L’épaule avait gonflé. Autour du trou béant et rouge, la chair s’était haussée en bourrelet violâtre sur lequel les sanies suppuraient. Le soleil du midi tomba sur cette chose douloureuse, comme une grêle de feu. Alors il se fit traîner du côté de l’ombre, hurlant à chaque secousse, bien que P’tite le tirât très doucement, et quand il sentit enfin sur sa chair enflammée la fraîcheur des verdures épaisses, il lui prit les mains, la regarda tendrement, murmurant :

— Qui m’aurait dit, m’chère, que t’aurais été la dernière auprès de moi ? Hou ! hou ! han ! J’m’en vas, j’sens que j’suis fini.
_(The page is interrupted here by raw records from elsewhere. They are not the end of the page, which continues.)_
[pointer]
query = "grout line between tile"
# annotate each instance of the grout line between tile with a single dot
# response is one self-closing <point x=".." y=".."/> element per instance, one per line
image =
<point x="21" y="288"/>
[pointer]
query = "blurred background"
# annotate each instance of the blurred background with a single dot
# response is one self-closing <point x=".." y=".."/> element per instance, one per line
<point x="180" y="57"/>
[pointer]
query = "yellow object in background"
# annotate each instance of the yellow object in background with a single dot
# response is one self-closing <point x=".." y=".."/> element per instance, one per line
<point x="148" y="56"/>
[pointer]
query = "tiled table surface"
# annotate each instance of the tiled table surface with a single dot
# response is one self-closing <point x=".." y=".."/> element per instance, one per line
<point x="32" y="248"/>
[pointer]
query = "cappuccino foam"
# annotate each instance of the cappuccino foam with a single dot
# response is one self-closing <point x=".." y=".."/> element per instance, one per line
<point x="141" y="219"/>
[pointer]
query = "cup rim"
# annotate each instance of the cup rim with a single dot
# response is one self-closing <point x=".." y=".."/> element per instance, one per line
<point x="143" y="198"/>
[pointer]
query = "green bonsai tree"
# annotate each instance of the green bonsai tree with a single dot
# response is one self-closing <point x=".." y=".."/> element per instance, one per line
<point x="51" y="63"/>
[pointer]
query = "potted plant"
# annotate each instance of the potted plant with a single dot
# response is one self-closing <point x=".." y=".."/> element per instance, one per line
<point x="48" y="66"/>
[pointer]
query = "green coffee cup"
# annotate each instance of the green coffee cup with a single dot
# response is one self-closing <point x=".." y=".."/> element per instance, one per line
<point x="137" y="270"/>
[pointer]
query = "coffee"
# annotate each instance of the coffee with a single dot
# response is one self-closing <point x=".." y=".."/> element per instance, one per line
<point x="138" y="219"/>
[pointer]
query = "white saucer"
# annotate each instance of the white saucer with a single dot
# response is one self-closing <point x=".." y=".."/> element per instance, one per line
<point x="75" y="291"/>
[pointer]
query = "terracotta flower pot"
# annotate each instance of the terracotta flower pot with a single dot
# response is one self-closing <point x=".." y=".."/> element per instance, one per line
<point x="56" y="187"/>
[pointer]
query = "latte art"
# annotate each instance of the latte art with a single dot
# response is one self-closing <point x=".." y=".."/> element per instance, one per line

Tu diras à la vieille Hase, pour qu’elle le dise aux autres, qu’c’est les gardes qui m’ont foutu le coup. Han ! han ! T’iras aussi à la ferme et tu feras mes compliments d’ma part à m’ben amée. Cré Dié ! Hou ! hou ! Tu lui diras…

L’âpre soleil de la veille avait repris carrière dans le ciel ; il gerçait la terre et rôtissait les feuilles, noir comme la désolation. Dans le fourré, les ronces crépitaient, les buissons pantelaient, une torture allait du sol à l’homme.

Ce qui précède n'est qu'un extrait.